You are in: Home > Articles > XML: The Well-formed Document

XML: The Well-formed Document

Article Links

The Well-Formed Document

"HTML 4.0 has about three hundred different tags. Most of these have half a dozen possible attributes for several thousand variations. Because XML is more powerful than HTML, you may think XML would have even more tags, but you'd be wrong....XML predefines almost no tags." - Elliotte Rusty Harold

As we have said before, XML is a tool used to generate markup languages in general rather than a specific markup language. Thus, rather than pre-defining a set of tags, XML defines a methodology for tag creation. Once defined, tags are mixed with plain text in order to form an "XML document".
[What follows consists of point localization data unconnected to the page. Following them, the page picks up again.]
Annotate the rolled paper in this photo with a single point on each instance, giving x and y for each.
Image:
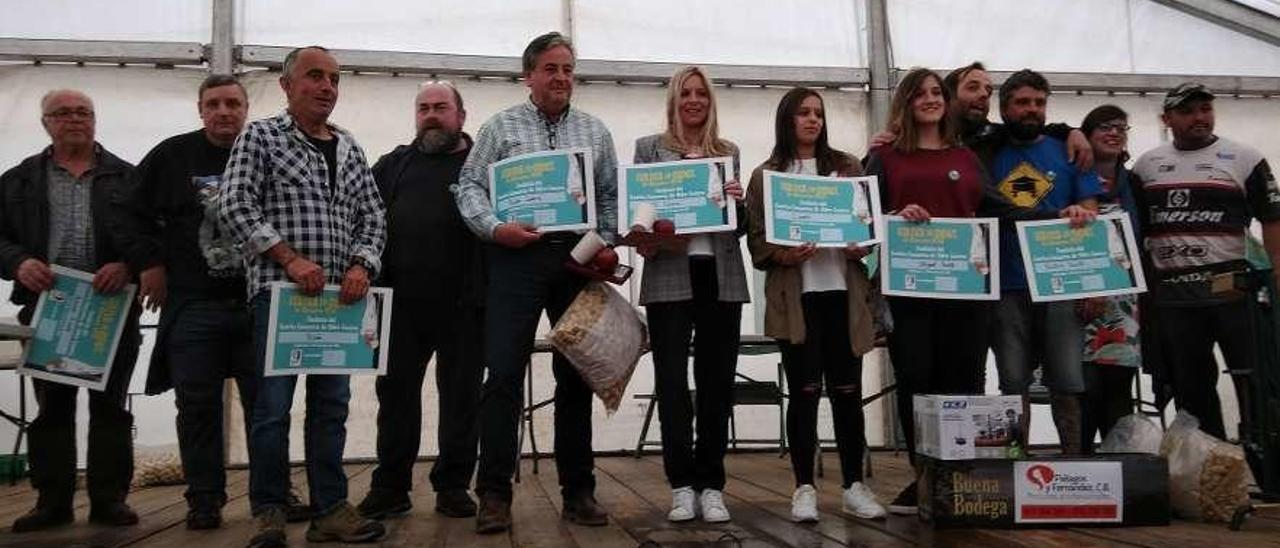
(586, 247)
(643, 215)
(978, 251)
(1115, 245)
(575, 183)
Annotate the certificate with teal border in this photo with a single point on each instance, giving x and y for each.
(1096, 260)
(77, 330)
(552, 190)
(320, 336)
(828, 211)
(688, 192)
(944, 257)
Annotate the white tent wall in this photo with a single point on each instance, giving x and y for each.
(1100, 36)
(186, 21)
(791, 32)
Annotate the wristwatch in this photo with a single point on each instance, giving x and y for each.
(361, 261)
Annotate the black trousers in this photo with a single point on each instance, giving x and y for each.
(453, 333)
(521, 284)
(1188, 336)
(1107, 397)
(209, 342)
(51, 437)
(937, 347)
(826, 355)
(714, 328)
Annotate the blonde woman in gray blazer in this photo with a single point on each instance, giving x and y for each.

It is worth mentioning that the word "document" can be a little misleading because although XML markup can certainly be contained in a file, (as the word document would imply), it can also be sent as a data stream, a database result set, or be dynamically-generated by one application and sent to another. More correctly, an XML document can be thought of as a "data object", but for simplicity, document will work just fine.

However, though you are free to be as innovative as you want with the tag sets you create, you must follow the constraints of the XML tag set generation standards exactly. When an XML document is presented to an XML-processor, in order for the XML processor to understand how to process it, the XML must follow the XML standard. Specifically, the document must be "well-formed". If the document is not well-formed the processor will stop, complaining about a "fatal error".

Well-formedness has an exact meaning in XML. Specifically, a well-formed document adheres to the syntax rules specified by the XML 1.0 specification in that it must satisfy both physical and logical structures.

Why get so caught up in syntax? Well, the creators of XML had a tough problem to solve. They had to create a system in which documents could be created that could be read either by people or by machines. Writing a language for people is one thing...people can figure their way through ambiguity. Machines, on the other hand, can only work if the rules are clear and the rules are followed. Making your XML document well-formed means that it meets the minimum requirement of being readable by the dumbest of computers.

XML Document Structure

Physically, documents are composed of a set of "entities" that are identified by unique names (except the document entity that we will discuss later). All documents begin with a "root" or document entity. All other entities are optional.
So as not to confuse you, I want to mention that you have not seen any entities in previous examples, we have only needed to rely on the "document entity" that you don't need to explicitly define because XML gives it to you for free. We'll look at entities in greater detail later.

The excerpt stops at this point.